HKLM\System\CurrentControlSet\Control\Lsa
HKLM\Software\Microsoft\Windows\CurrentVersion\Policies
HKLM\Software\Microsoft\Windows\CurrentVersion\Policies\System
[snip]......
`

This works, but I think that if I could get the awk loop to use the "\" as the delimiter and the sed command to work this would be a two liner. Any thoughts?

ctsgnb · December 14, 2010, 10:08am

sed 's:\\[^\\]*$::' yourfile

anurag.singh · December 14, 2010, 10:14am

cat inputFile | while read line
do
   firstPart=$(echo $line | sed 's/\(.*\)\\\(.*\)/\1/')
   secondPart=$(echo $line | sed 's/\(.*\)\\\(.*\)/\2/')
   echo $firstPart
   echo $secondPart
done

OR

cat inputFile | while read line
do
   firstPart=${line%\\*}
   secondPart=${line##*\\}
   echo $firstPart
   echo $secondPart
done

Scrutinizer · December 14, 2010, 10:38am

awk NF-=1 FS=\\ OFS=\\ file

ahmad.diab · December 14, 2010, 11:41am

if you are in solaris FS="\\" will only work with this awk "/usr/xpg4/bin/awk" and will not work with nawk , in linux system it will work with gawk:-

/usr/xpg4/bin/awk 'NF>1{$NF=""}1' FS="\\"  OFS="\\" infile.txt

O/P:-
HKLM\System\CurrentControlSet\Control\Lsa\
Password Policy security settings are not registry keys.
HKLM\Software\Microsoft\Windows\CurrentVersion\Policies\System\
HKLM\Software\Microsoft\Windows\CurrentVersion\Policies\System\

OrangeYaGlad · December 14, 2010, 11:59am

Thank you both ctsgnb and Scrutinizer.

Both commands work and are a nice one liner.

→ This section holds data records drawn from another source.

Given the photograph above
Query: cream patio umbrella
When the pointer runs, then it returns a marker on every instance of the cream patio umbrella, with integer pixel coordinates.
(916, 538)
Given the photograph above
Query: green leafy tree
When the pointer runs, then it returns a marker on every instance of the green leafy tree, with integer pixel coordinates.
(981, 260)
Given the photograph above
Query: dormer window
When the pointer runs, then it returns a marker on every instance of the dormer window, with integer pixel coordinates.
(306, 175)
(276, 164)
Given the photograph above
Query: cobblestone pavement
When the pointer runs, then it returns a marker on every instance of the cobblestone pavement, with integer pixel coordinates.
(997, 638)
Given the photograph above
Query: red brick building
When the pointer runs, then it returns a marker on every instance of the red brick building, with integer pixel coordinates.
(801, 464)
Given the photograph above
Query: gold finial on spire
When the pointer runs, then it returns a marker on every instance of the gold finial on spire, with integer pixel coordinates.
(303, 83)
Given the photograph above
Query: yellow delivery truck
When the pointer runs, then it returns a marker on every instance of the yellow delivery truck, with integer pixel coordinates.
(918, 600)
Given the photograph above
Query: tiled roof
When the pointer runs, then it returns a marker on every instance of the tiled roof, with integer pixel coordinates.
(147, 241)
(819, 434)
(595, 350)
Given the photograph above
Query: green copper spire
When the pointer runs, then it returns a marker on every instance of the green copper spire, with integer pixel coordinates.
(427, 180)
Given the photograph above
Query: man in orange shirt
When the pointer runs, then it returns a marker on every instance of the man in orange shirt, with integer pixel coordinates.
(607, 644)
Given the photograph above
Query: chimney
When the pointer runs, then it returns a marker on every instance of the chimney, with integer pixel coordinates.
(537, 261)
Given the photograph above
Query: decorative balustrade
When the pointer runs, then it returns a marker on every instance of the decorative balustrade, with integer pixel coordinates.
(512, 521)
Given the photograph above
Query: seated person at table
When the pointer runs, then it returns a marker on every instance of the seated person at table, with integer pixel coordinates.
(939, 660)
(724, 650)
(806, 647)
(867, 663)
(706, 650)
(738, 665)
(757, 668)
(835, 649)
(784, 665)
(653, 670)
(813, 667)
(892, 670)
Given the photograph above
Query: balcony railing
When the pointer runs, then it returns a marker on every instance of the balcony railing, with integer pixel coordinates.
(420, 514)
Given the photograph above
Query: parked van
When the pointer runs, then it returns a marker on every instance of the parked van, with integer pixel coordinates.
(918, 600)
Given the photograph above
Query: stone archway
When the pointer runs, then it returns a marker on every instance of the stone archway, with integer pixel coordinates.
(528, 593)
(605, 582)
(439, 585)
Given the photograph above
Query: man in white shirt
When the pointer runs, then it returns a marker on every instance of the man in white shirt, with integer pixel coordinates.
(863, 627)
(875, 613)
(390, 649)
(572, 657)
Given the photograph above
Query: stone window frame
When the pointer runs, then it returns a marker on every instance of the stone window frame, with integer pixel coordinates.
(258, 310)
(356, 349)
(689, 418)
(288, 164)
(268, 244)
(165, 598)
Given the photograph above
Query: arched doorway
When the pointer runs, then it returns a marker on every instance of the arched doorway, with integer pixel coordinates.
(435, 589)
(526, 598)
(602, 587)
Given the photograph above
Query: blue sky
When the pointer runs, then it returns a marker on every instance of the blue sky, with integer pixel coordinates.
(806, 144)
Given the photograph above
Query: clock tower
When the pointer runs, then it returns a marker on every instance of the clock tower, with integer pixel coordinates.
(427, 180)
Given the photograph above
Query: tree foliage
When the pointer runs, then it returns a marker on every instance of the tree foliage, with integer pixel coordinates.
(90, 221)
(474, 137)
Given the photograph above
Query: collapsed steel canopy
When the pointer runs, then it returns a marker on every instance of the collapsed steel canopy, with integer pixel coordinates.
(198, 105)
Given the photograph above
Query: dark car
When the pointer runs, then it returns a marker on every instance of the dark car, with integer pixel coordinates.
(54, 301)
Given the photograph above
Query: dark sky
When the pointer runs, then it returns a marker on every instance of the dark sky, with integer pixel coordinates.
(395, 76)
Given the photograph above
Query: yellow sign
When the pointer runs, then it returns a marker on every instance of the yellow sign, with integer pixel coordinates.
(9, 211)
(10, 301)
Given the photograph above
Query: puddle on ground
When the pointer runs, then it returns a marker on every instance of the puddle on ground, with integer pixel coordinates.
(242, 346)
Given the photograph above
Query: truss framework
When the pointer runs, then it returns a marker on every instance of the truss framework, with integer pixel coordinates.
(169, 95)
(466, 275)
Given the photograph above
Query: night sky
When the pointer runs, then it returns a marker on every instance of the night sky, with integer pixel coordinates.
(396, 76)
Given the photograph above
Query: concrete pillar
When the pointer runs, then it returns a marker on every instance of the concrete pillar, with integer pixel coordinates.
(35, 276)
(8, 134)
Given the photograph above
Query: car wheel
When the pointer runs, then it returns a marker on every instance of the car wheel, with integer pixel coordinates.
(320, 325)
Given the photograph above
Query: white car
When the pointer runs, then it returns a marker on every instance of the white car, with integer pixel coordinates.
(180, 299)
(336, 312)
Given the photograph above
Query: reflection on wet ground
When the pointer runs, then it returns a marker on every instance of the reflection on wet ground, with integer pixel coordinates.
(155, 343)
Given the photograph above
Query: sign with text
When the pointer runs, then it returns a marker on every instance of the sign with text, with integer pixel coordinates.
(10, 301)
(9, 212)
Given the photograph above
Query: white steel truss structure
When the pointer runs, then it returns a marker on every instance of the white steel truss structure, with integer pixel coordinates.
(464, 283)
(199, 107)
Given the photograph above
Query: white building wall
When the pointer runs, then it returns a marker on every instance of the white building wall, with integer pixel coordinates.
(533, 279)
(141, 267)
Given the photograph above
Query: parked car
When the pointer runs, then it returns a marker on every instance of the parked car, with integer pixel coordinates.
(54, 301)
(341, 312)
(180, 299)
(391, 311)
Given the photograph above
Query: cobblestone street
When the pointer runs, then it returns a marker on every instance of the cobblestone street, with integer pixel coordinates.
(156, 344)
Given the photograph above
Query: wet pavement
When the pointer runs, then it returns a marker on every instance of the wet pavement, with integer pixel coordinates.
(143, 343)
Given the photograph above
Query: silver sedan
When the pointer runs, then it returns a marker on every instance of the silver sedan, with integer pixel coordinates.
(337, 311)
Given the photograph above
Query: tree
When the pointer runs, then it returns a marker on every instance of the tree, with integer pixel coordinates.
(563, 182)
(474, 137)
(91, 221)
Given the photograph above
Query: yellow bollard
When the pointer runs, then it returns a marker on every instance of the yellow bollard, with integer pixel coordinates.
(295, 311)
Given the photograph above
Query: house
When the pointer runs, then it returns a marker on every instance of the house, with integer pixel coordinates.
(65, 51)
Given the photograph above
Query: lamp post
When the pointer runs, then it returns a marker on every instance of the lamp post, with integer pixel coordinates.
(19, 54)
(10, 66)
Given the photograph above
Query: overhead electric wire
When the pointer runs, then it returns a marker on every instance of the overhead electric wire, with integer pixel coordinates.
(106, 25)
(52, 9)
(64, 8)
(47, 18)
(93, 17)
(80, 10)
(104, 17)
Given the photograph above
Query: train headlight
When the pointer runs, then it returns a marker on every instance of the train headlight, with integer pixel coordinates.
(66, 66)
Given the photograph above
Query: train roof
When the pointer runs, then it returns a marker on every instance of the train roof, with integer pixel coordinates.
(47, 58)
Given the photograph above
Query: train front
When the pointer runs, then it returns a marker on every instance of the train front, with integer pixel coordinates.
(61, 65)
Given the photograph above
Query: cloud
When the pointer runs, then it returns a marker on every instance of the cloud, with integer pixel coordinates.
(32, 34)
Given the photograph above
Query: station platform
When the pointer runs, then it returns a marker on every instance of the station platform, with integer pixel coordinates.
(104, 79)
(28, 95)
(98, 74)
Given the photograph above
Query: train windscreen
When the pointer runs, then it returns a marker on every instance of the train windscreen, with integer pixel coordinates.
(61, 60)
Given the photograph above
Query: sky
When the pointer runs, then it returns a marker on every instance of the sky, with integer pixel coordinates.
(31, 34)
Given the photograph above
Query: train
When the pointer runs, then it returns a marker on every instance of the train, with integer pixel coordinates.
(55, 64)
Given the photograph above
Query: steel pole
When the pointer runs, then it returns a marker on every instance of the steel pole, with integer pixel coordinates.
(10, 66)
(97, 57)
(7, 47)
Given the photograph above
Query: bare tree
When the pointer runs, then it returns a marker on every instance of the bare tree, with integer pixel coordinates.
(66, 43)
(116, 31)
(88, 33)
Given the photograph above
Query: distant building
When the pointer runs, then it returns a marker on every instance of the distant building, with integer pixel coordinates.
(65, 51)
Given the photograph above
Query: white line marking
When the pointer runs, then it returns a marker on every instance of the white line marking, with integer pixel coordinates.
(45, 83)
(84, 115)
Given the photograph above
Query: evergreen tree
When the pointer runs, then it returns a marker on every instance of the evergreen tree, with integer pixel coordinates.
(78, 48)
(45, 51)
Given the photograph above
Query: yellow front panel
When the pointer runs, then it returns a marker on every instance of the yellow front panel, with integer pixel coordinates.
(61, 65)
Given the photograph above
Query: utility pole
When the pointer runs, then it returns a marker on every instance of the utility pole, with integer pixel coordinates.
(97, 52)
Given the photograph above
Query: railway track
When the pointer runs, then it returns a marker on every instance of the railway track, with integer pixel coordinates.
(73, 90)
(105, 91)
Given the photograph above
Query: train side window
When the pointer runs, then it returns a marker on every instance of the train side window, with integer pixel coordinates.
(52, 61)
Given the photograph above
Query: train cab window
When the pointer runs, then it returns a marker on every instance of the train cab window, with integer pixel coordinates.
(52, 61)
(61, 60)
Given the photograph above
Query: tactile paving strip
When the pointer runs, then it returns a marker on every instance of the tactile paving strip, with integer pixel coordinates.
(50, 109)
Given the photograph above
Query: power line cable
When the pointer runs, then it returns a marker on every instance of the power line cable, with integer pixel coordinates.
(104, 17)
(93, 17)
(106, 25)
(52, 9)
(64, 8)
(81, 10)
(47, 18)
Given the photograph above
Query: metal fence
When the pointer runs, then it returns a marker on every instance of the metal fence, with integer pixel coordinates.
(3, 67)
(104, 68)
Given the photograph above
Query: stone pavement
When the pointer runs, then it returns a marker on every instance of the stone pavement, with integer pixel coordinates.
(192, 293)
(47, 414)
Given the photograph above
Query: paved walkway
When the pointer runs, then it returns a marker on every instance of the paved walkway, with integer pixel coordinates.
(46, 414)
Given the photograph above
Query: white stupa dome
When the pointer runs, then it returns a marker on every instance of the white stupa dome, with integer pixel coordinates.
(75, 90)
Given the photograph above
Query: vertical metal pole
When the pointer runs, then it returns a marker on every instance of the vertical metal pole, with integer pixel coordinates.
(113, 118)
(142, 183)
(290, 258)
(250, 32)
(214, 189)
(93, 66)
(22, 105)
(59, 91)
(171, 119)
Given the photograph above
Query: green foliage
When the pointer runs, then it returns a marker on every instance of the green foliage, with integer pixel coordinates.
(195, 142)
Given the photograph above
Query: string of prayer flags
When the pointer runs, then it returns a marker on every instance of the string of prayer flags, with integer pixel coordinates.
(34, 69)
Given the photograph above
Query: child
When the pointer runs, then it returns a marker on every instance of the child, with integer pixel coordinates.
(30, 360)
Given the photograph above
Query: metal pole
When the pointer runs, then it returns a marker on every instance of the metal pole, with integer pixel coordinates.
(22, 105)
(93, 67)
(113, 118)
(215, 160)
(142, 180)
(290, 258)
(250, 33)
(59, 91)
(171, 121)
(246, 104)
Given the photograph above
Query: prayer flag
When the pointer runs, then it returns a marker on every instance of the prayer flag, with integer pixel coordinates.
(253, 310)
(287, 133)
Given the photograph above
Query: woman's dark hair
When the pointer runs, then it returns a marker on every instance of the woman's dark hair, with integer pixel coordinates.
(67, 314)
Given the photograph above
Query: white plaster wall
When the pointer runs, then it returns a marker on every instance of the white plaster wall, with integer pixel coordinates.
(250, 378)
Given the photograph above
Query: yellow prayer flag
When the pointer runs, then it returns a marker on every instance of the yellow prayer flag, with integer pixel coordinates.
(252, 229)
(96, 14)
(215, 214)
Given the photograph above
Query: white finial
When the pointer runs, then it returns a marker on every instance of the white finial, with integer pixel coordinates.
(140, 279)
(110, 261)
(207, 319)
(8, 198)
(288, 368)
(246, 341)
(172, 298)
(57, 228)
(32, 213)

The only difference is that that ctsgnb's sed one liner does not parse out the lines without the delimiter. Which means a little less manual work for me.

I am more familiar with awk and understand exactly what it is doing but will need to to a little research on the sed command to get a full understanding. Unfortunately I don't get to use *nix as often as I would like, but now I know to use \\ to ensure the backslash is recognized.

ahmad.diab · December 14, 2010, 12:06pm

did you try my code , I am afraid that I understand you wrongly , did I?

what is the o/p you need to get?

Scrutinizer · December 14, 2010, 12:46pm

Hi, if you do not want to parse out the lines, you can do this:

awk NF-- FS=\\ OFS=\\ file

OrangeYaGlad · December 14, 2010, 2:22pm

Ahmad,

Your code does work, sorry must of missed it. Yours also doesn't delete any lines without a delimiter which is a plus for me.

Scrutinizer,

Keeps the return carriages but removes the data, even better. I delete the ones that do not have associated keys once I line the data up. Saves even more time, thanks.